Module 17 – Handling Character Strings Using dplyr & stringr

Mastery of string manipulation is essential for anyone working with text data in R! Module 17 focuses on handling character strings in R using dplyr and stringr, crucial packages in the tidyverse. The video lecture in this module presents detailed instructions on manipulating and processing character strings in data cleaning and preparation. The R code examples illustrate a range of string operations such as concatenation, pattern detection, string replacement, length calculation, and conversion between lower and upper case. Practical exercises are included at the end of the module to reinforce these techniques.

Video Lecture

Exercises

In this and the next module, we’ll use the same raw data from the National Centers for Environmental Information that we’ve already used in Module 16 (data attribution). However, since we’ll focus on different topics, we’ll prepare the exercise data differently (see below).

In case you’d like to skip the data preparation for these exercises, you may download the final data set here.

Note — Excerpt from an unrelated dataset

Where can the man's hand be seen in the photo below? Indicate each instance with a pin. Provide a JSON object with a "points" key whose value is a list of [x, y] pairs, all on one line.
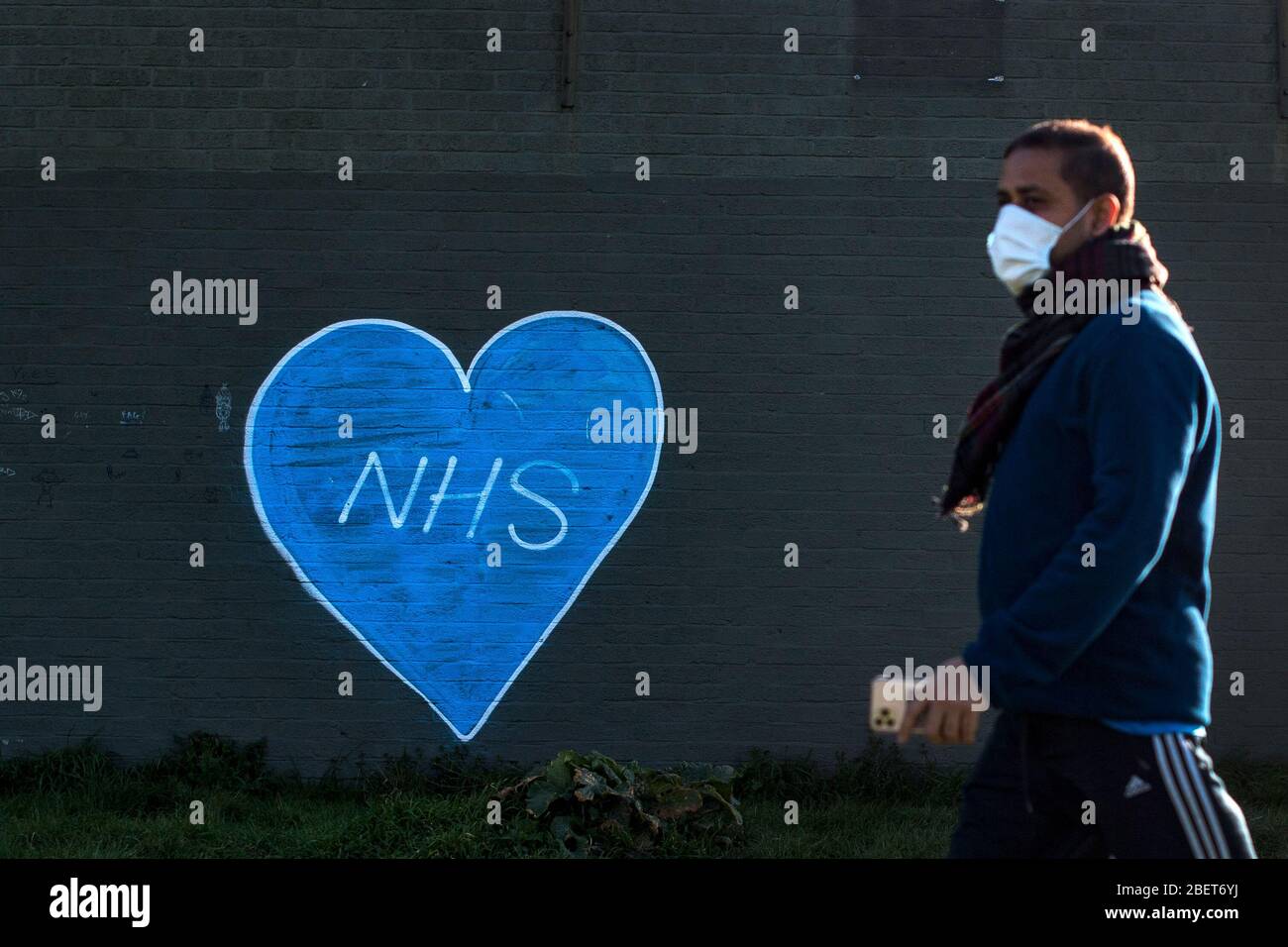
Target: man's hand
{"points": [[947, 722]]}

# install.packages("tidyverse")                   # Install tidyverse packages
library("tidyverse")                              # Load tidyverse packages
 
my_path <- "D:/Dropbox/Jock/Data Sets/dplyr Course/"  # Specify directory path
 
tib_la <- read_csv(str_c(my_path,                 # Import Los Angeles CSV file
                         "72287493134.csv"))
tib_la                                            # Print tibble
 
tib_ny <- read_csv(str_c(my_path,                 # Import New York CSV file
                         "72504094702.csv"))
tib_ny                                            # Print tibble
 
tib_la_sub <- tib_la %>%                          # Create LA tibble subset
  select(DATE,                                    # Select columns
         NAME,
         REPORT_TYPE,
         HourlyDryBulbTemperature) %>% 
  rename(date = DATE,                             # Rename columns
         loc = NAME,
         type = REPORT_TYPE,
         temp = HourlyDryBulbTemperature)
tib_la_sub                                        # Print LA tibble subset
 
tib_ny_sub <- tib_ny %>%                          # Create NY tibble subset
  select(DATE,                                    # Select columns
         NAME,
         REPORT_TYPE,
         HourlyDryBulbTemperature) %>% 
  rename(date = DATE,                             # Rename columns
         loc = NAME,
         type = REPORT_TYPE,
         temp = HourlyDryBulbTemperature)
tib_ny_sub                                        # Print NY tibble subset
 
tib_br <- bind_rows(tib_la_sub,                   # Combine LA & NY data by rows
                      tib_ny_sub) %>%
  filter(row_number() %% 10 == 0)                 # Reduce size of data
tib_br                                            # Print final data set
 
tib_br %>%                                        # Export CSV file
  write_csv(str_c(my_path, "temp-data-bind-rows.csv"))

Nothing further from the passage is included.